Personal Timeline Project
Welcome to an exciting project, in which the topic you will be researching is … you! Over the next five weeks, you will be creating a personal timeline to share important events from each year of your life so far. In class we contemplated the question “how can we prove history to be true?” Some of the ways that you came up with included: reading written documents, listening to stories, looking at pictures and art, and examining artifacts. This project will incorporate elements of each of these ideas, as well as another way in which history can be recorded – timelines.
During this project, you will talk with your family and also dig into your memory to recall and describe meaningful events from your own personal history. At the same time that you are writing about these moments, you will also be gathering photographs and creating detailed illustrations to further document your life experiences. Together, we will create accordion books to present and preserve your personal timeline.
Checklist
Planned Date Activity
11/18/08 Launch Personal Timeline Project
11/25/08 Events and photographs selected for first five years
12/1/08 Complete drafts of first five events
12/3/08 Revise and edit first five events
12/4/08 Make covers and draw timeline
12/5/08 Events selected and illustrations begun for remaining years
12/8/08 Complete drafts of remaining events
12/10/08 Revise and edit remaining events
12/11/08 Draw cover artwork
12/16/08 Final book construction
Gathering Events
The first step of this process will be to decide upon the events that you would like to include on your timeline. While you may have many memories from your recent years, you probably do not have such a vivid picture of what happened in your first few years of life. As a home assignment, you will talk with the people who are experts on these first few years – your families, and anyone who knew you when you were younger. Through asking questions and talking about important milestones and events from this time, these people can help to make these events come alive for you!
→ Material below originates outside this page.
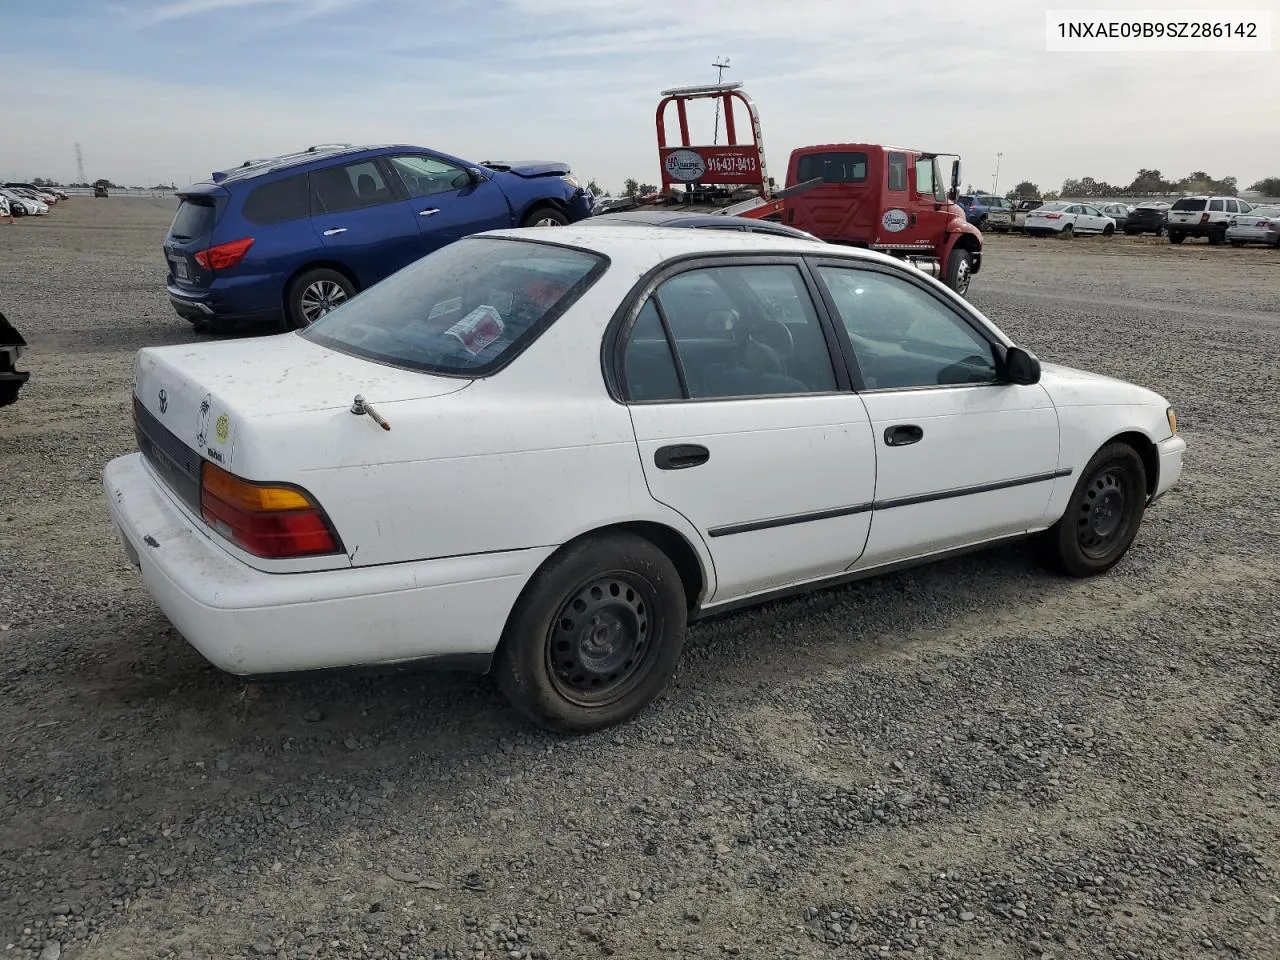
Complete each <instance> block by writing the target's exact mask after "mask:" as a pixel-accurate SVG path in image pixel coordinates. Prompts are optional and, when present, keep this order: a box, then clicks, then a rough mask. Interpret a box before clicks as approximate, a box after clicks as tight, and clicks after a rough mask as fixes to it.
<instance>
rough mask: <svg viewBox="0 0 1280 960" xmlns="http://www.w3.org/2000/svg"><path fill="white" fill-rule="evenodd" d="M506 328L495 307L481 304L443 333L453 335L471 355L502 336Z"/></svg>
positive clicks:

As you research your life, through your own memories and those of the people closest to you, think about which events are most important to you. Which moments would you like to include in your personal history? What makes these events meaningful to you? These are the questions you should keep in mind as you are selecting your events. You will choose one event to share from each calendar year that you have been alive. So, if you were born in 1999, the first event on your timeline will be something that happened during 1999, the second will be an event from 2000, and so on, all the way until 2008. If you were born in 2000, your timeline will begin with an event from the year 2000.
You will have a planning packet to help you organize the events that you would like to include on your timeline. On each page of this packet, you will write down notes about one event. Some details you might include in your notes are: What happened? Where did it happen? When did it happen? Who was involved? Why did you select this event? You will have time during Writer’s Workshop to expand upon these notes and compose a short paragraph for each event.
Writing About Events
Once you have selected one event for each year of your life at home, in school you will draft, revise, and edit a paragraph about each event. These paragraphs will be the written portion of your historical document. As you write about your events, think about how you can use language to convey why these moments are important to you and to make them come alive for your reader. Remember, you are writing your own history. What do you want people in the future to know about each of these moments in time?
Collecting Photographs and Illustrating
Pictures are also an important way that we know about things that happened in the past. Looking at photographs from your life might help you to recover some forgotten memories or bring to life moments that feel very far away. Photographs are important documents of the past.
For the first five years of your life you will be working with your family to select a photograph to represent each event that you choose. For the last four or five years of your life, when you most likely have an image in your mind, you will be creating illustrations to provide an artistic record of each event. Artwork, or illustrations, are also a way to bring an event to life. You will begin these drawings at home, in pencil, and you will have time to add colored pencil during school. This is another opportunity for you to represent your personal history from your own perspective. These photographs and illustrations will be the visual record that accompanies your written history.
Constructing Accordion Books
In order to preserve your personal timeline in a lasting format, we will be making accordion books. We will make the covers, and construct the book itself. The front and back covers will each be one piece of cardboard, which you will decorate with colored paper. You will add to your front cover a drawing of an artifact that represents one of the events you have chosen for your timeline. Onto the blank pages of your book, you will draw the timeline itself, which you will label with each year of your life. Once we have all of the pieces – your writing, your photographs and illustrations, the pages of your book and its covers – you will put these pieces together to create a finished product.
Not only are accordion books a lot of fun to make, but, when you unfold the pages you will see a timeline that shows the events that you have chosen for each year of your life. By themselves, each of these events, each page of the book, tells one story about one moment in time. All together, your accordion book tells the story of your personal history – your life so far!